Introduction
The Mnist hand written digit database is one of the most famous dataset in machine learning.
Although they are maintained in several well known library, as it seems that there are several ways to utilize them and several type of datasets, I confused whether there are something difference.
Because I guess there are anyone like me, I wrote this article to maintain confused information.
Because I already wrote this article in Japanese and referred some reference in that, in this article I'm suppose to show reference in minimum.
Assumption
I assume that you already installed sklearn, tensorflow and pytorch.(Anyway as for me I installed them with Anaconda.)
Furthermore I use MacOSX
Notation
We can see two types of mnist so called hand written dataset.
The first is the one attached to sklearn.
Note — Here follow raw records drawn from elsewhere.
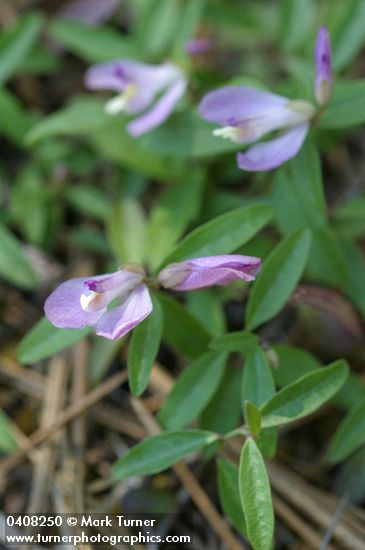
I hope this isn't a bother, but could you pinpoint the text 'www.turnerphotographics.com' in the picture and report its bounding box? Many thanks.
[2,514,193,547]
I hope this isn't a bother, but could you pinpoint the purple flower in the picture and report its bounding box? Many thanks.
[314,27,332,107]
[85,60,187,137]
[44,265,152,340]
[158,254,261,290]
[199,25,331,172]
[44,254,261,340]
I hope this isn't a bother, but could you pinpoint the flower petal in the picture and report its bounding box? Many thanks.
[96,284,152,340]
[199,86,289,126]
[85,269,143,294]
[127,78,187,137]
[237,123,309,172]
[158,254,261,291]
[44,278,103,329]
[85,60,183,114]
[314,27,332,106]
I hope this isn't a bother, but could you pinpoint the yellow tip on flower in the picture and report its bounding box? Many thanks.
[104,84,137,115]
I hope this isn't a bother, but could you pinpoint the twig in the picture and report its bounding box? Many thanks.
[0,370,128,479]
[72,341,89,513]
[273,495,335,550]
[132,398,244,550]
[27,356,68,514]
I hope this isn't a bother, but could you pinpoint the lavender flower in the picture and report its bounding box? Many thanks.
[199,28,332,172]
[44,254,261,340]
[158,254,261,290]
[44,265,152,340]
[85,60,187,137]
[314,27,332,107]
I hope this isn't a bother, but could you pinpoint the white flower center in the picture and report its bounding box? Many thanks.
[104,84,137,115]
[80,291,106,312]
[213,126,240,141]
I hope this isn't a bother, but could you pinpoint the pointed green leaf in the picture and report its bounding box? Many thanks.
[200,365,241,434]
[327,399,365,464]
[246,229,311,330]
[147,171,204,268]
[217,458,247,538]
[239,438,274,550]
[0,409,18,454]
[261,361,348,427]
[113,430,217,479]
[241,346,275,407]
[158,204,272,265]
[158,351,227,430]
[209,331,259,355]
[158,292,211,359]
[244,401,261,435]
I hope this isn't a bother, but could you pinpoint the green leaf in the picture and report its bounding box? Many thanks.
[273,139,326,235]
[48,19,138,63]
[66,185,111,222]
[217,458,247,538]
[158,292,211,359]
[25,96,110,145]
[278,0,314,52]
[138,0,181,56]
[175,0,206,50]
[272,344,321,386]
[261,361,348,427]
[0,13,43,85]
[186,294,226,334]
[107,197,146,264]
[10,162,51,246]
[17,318,91,363]
[199,365,241,434]
[331,0,365,71]
[327,398,365,464]
[0,409,18,454]
[128,298,163,395]
[241,346,275,407]
[88,338,125,386]
[147,170,204,268]
[246,229,311,330]
[244,401,261,435]
[0,225,38,289]
[239,438,274,550]
[158,351,227,430]
[319,79,365,129]
[332,195,365,240]
[273,344,365,410]
[0,88,30,147]
[163,204,272,265]
[89,117,185,183]
[113,430,217,479]
[209,331,259,355]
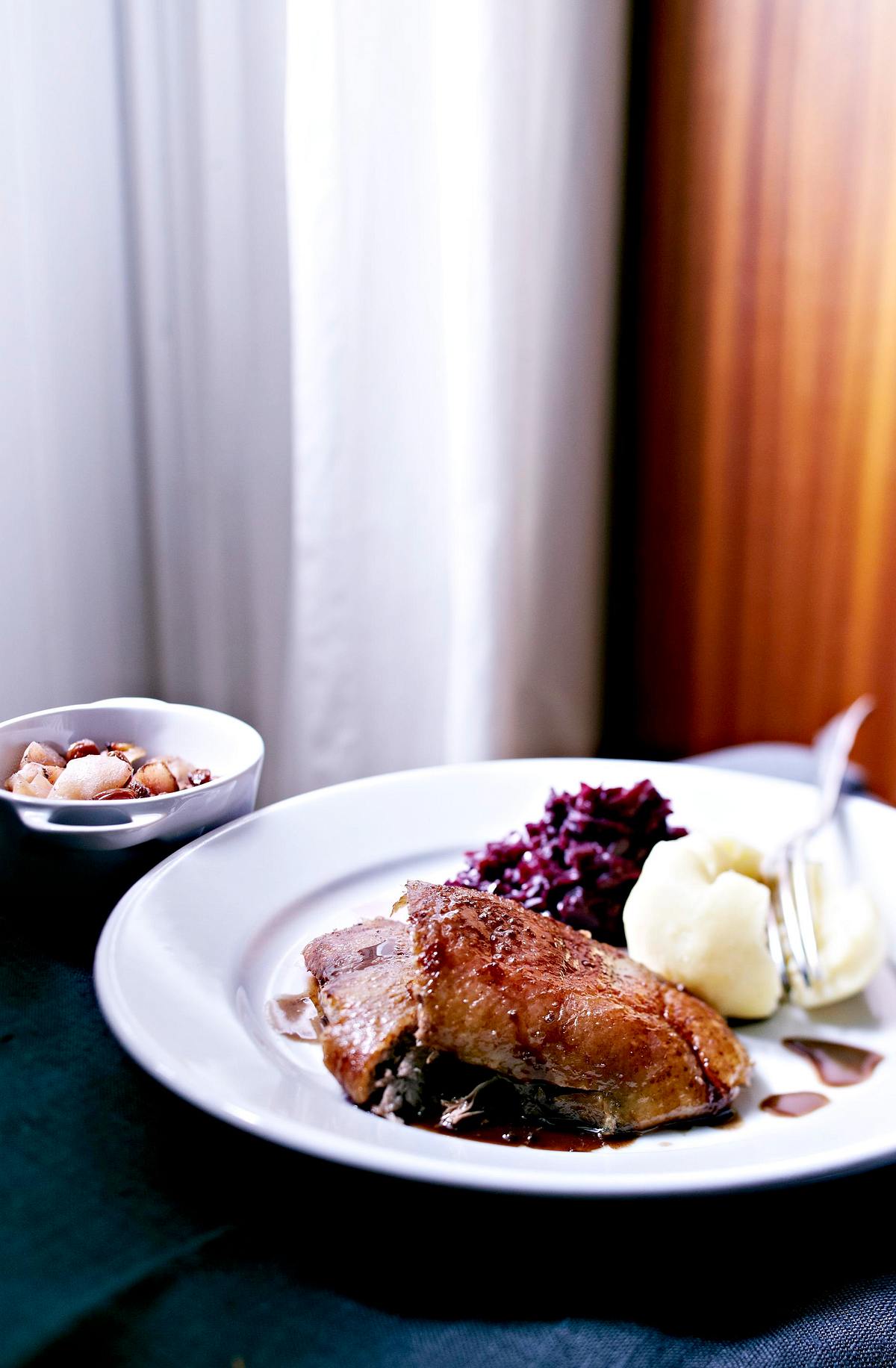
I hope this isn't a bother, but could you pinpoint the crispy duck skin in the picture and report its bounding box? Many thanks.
[305,881,750,1133]
[305,916,417,1107]
[408,881,750,1131]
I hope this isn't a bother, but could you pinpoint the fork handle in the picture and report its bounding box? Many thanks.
[814,694,874,830]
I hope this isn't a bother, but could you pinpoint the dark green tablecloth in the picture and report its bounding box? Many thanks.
[0,809,896,1368]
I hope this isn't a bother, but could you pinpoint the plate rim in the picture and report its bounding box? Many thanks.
[93,755,896,1198]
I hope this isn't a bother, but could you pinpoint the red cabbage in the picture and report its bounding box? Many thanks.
[447,780,685,945]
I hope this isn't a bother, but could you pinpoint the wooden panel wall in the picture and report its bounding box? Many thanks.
[607,0,896,799]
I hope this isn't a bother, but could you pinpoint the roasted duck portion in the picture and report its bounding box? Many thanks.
[305,881,750,1134]
[305,916,417,1107]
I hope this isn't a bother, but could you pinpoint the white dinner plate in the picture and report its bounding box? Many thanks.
[96,759,896,1196]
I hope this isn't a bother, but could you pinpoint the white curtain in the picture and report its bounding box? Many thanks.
[0,0,626,798]
[286,0,625,786]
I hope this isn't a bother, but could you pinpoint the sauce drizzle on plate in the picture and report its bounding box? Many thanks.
[781,1036,884,1087]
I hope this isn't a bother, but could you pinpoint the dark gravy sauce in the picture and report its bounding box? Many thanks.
[265,993,317,1041]
[781,1036,884,1087]
[423,1108,740,1154]
[759,1093,829,1116]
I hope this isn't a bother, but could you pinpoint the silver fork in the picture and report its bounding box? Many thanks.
[763,694,874,995]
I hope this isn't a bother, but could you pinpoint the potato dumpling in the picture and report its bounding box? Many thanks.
[623,833,884,1018]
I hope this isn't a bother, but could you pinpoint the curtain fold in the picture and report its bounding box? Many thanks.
[0,0,626,799]
[286,0,626,786]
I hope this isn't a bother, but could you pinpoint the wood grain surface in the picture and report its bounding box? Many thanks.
[607,0,896,799]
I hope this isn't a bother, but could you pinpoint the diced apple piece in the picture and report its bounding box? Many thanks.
[134,761,178,796]
[19,741,66,769]
[52,755,133,799]
[7,761,52,798]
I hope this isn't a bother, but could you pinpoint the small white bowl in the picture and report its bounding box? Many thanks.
[0,697,264,851]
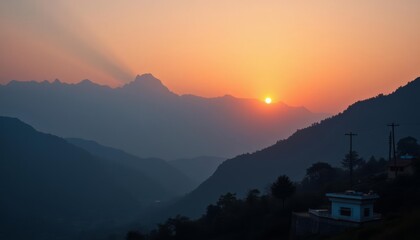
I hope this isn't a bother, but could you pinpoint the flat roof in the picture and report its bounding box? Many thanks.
[326,191,379,200]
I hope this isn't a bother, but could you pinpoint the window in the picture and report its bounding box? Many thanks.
[340,207,351,217]
[363,208,370,217]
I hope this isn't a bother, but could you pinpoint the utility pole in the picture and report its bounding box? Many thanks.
[388,122,400,178]
[345,132,357,190]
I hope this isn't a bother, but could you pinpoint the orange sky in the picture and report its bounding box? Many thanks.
[0,0,420,113]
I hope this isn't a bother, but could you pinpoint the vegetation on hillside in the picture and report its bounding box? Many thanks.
[126,137,420,240]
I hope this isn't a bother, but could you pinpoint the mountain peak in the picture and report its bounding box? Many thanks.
[123,73,175,93]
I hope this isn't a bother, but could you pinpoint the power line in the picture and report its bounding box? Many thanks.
[388,122,400,178]
[344,132,357,190]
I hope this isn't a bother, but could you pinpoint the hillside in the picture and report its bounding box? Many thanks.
[0,117,173,240]
[168,156,225,186]
[168,78,420,216]
[66,138,195,196]
[0,74,325,160]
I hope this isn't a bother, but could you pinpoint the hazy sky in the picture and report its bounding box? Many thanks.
[0,0,420,112]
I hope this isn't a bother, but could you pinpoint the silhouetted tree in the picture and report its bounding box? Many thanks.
[341,151,365,170]
[125,231,146,240]
[271,175,296,209]
[245,189,261,205]
[397,137,420,157]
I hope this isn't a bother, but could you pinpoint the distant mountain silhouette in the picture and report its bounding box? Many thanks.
[166,78,420,216]
[0,74,326,160]
[66,138,195,196]
[168,156,225,187]
[0,117,174,240]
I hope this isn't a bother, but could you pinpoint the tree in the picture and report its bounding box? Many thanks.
[125,231,146,240]
[397,137,420,157]
[271,175,296,209]
[306,162,334,182]
[341,151,365,170]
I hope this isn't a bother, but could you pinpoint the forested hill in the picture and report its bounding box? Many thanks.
[172,78,420,216]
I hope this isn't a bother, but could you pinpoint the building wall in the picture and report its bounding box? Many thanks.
[331,201,373,222]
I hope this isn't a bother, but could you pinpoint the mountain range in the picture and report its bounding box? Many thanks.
[0,117,193,239]
[164,78,420,217]
[168,156,225,187]
[0,74,326,160]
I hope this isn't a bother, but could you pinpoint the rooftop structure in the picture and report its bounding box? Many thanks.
[291,191,381,239]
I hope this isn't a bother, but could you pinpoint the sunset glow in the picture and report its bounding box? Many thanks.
[0,0,420,112]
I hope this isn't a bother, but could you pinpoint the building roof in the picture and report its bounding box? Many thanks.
[388,159,413,167]
[326,190,379,200]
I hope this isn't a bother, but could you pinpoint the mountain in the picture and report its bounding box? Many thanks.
[168,156,225,186]
[166,78,420,216]
[0,74,326,160]
[0,117,173,240]
[66,138,195,196]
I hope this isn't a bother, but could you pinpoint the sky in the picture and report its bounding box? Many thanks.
[0,0,420,113]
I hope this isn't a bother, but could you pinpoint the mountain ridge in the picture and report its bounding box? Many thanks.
[162,78,420,219]
[0,75,325,160]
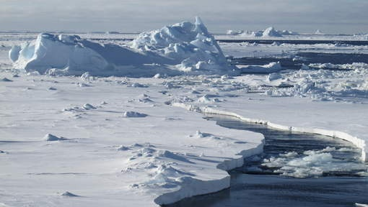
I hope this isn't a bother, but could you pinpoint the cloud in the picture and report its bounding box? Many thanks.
[0,0,368,32]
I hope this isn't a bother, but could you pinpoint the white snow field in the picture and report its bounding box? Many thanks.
[0,18,368,207]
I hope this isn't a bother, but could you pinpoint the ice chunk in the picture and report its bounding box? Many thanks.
[132,17,239,73]
[262,27,282,37]
[124,111,148,118]
[240,62,282,73]
[43,134,66,142]
[9,17,239,77]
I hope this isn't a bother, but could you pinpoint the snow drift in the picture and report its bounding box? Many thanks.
[9,17,239,77]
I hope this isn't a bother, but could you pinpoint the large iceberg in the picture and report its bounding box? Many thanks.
[9,17,239,77]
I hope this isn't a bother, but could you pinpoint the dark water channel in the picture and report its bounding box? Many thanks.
[169,117,368,207]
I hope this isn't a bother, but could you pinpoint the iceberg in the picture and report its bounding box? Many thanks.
[9,17,239,77]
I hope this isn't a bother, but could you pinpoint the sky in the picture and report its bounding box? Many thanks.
[0,0,368,34]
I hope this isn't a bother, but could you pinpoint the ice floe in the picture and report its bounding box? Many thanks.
[9,17,239,77]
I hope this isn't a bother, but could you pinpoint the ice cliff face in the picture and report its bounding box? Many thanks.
[9,33,108,74]
[132,17,233,71]
[9,17,236,77]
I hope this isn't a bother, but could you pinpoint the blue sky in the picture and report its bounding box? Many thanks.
[0,0,368,33]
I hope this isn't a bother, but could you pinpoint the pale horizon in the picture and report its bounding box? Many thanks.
[0,0,368,34]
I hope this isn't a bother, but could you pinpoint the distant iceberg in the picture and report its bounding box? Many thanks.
[9,17,239,77]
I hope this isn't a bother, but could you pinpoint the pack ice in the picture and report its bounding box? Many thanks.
[9,17,236,77]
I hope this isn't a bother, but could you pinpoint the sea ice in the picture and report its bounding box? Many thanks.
[9,17,239,77]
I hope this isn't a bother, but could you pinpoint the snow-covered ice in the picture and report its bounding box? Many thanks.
[0,19,368,206]
[9,17,239,77]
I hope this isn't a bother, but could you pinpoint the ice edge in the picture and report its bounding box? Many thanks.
[199,107,367,162]
[154,103,264,205]
[159,103,367,205]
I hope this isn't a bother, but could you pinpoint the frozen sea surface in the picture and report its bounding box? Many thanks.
[172,117,368,207]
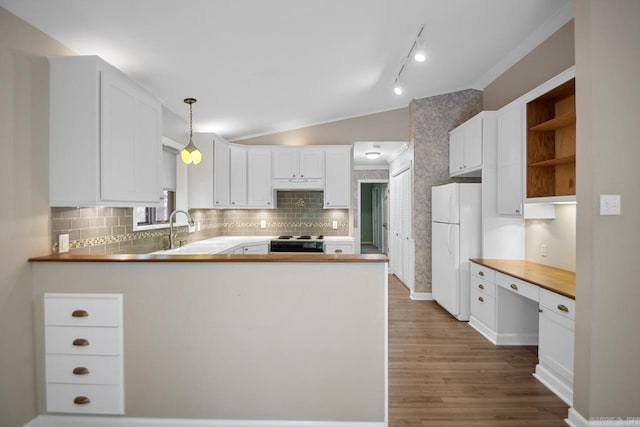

And the second is the others.
The first one is made up of 8×8 pixels.
And the second is 28×28 pixels.
The data attached to sklearn (8×8pixel)
where they are
The dataset attached to sklearn is in the following directory.
/(depending on environment respectively)/lib/python3.7/site-packages/sklearn/datasets
The follow is in my case. (I use Anaconda)
$ls /Users/hiroshi/opt/anaconda3/lib/python3.7/site-packages/sklearn/
__check_build dummy.py model_selection
__init__.py ensemble multiclass.py
__pycache__ exceptions.py multioutput.py
_build_utils experimental naive_bayes.py
_config.py externals neighbors
_distributor_init.py feature_extraction neural_network
_isotonic.cpython-37m-darwin.so feature_selection pipeline.py
base.py gaussian_process preprocessing
calibration.py impute random_projection.py
cluster inspection semi_supervised
compose isotonic.py setup.py
conftest.py kernel_approximation.py svm
covariance kernel_ridge.py tests
cross_decomposition linear_model tree
datasets manifold utils
decomposition metrics
discriminant_analysis.py mixture
And looking the inside the dataset directory, you might find as follows.
$ls /Users/hiroshi/opt/anaconda3/lib/python3.7/site-packages/sklearn/datasets
__init__.py california_housing.py
__pycache__ covtype.py
_base.py data
_california_housing.py descr
_covtype.py images
_kddcup99.py kddcup99.py
_lfw.py lfw.py
_olivetti_faces.py olivetti_faces.py
_openml.py openml.py
_rcv1.py rcv1.py
_samples_generator.py samples_generator.py
_species_distributions.py setup.py
_svmlight_format_fast.cpython-37m-darwin.so species_distributions.py
_svmlight_format_io.py svmlight_format.py
_twenty_newsgroups.py tests
base.py twenty_newsgroups.py
Here you can see the other datasets beside mnist.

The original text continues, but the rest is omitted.